The study replicated regulatory networks specific to each cell type involved in brain development. This allowed the researchers to observe how activating or deactivating the analyzed genes associated with different brain diseases affected progenitor cells at different stages. This made it possible to observe the importance of each individual gene in the development of the changes that cause different diseases.
The list ranges from microcephaly and hydrocephalus to autism, depression, bipolar disorder, anorexia and schizophrenia, as well as Alzheimer’s and Parkinson’s.
All of these pathologies involve genes involved in the early stages of brain development when neural stem cells function.
“We cover a wide range of brain diseases and study how genes involved in these diseases behave in neural stem cells,” says Xoel Mato-Blanco, a researcher at the Hospital del Mar Research Institute.

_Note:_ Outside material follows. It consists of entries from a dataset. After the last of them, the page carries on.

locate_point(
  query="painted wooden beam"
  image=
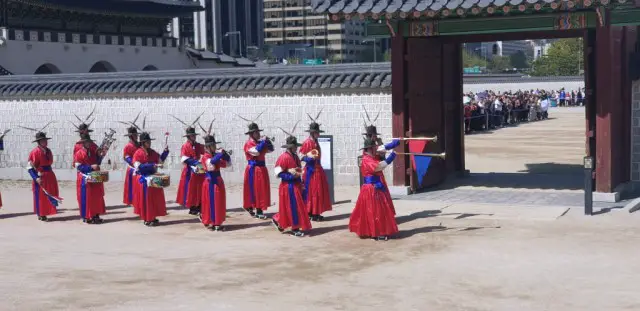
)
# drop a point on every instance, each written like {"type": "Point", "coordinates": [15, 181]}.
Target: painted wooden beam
{"type": "Point", "coordinates": [399, 108]}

At the same time, he explains that this work “identifies the time windows and cell types in which the effect of these genes is most relevant and provides clues as to when and where the function of these genes should be targeted.”
This information is “useful for understanding the origin of diseases of the cerebral cortex, that is, how genetic changes are reflected in these pathologies,” explains Dr. Santperi.

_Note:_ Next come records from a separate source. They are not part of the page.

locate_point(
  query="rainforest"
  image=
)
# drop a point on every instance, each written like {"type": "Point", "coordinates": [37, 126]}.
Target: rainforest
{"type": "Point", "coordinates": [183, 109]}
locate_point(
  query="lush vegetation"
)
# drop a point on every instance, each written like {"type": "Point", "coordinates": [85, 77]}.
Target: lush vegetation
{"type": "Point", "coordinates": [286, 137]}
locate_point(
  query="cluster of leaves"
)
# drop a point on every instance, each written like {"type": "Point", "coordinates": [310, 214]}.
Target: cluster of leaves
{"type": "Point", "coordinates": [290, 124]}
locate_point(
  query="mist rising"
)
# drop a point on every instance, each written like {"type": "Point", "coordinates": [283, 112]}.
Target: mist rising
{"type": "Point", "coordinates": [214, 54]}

Understanding these mechanisms and the role of each gene in each disease could help develop targeted therapies that target these mechanisms and open up the possibilities of gene therapy and personalized treatment.
Abstract
“Exploring how cortical diseases arise during early development through human neural stem cell modelling”.
The importance of the early stages of human telencephalon development, which include neural stem cells (NSCs), for the etiology of cortical diseases is still unclear.
Here, we investigate the expression dynamics of genes associated with cortical and neuropsychiatric disorders in datasets generated from human neural stem cells with telencephalic fat transition in vitro and in vivo.
We identified risk genes active during corticogenesis within key brain regulators and sequential gene regulatory networks, revealing distinct critical stages at which neural stem cells may be especially vulnerable to genetic disruptions and shared signaling pathways across multiple diseases.
Furthermore, we simulated the effects of risk transcription factor (TF) deficiency on the speed of neuronal cells undergoing human corticogenesis and observed a spatiotemporal effect for each perturbation.
Finally, single-cell transcriptomics of neural stem cells derived in vitro from autism patients reveals recurrent changes in the expression of TFs that orchestrate brain pattern formation and neural stem cell lineage commitment.
This work opens new avenues for investigating human brain dysfunction in early development.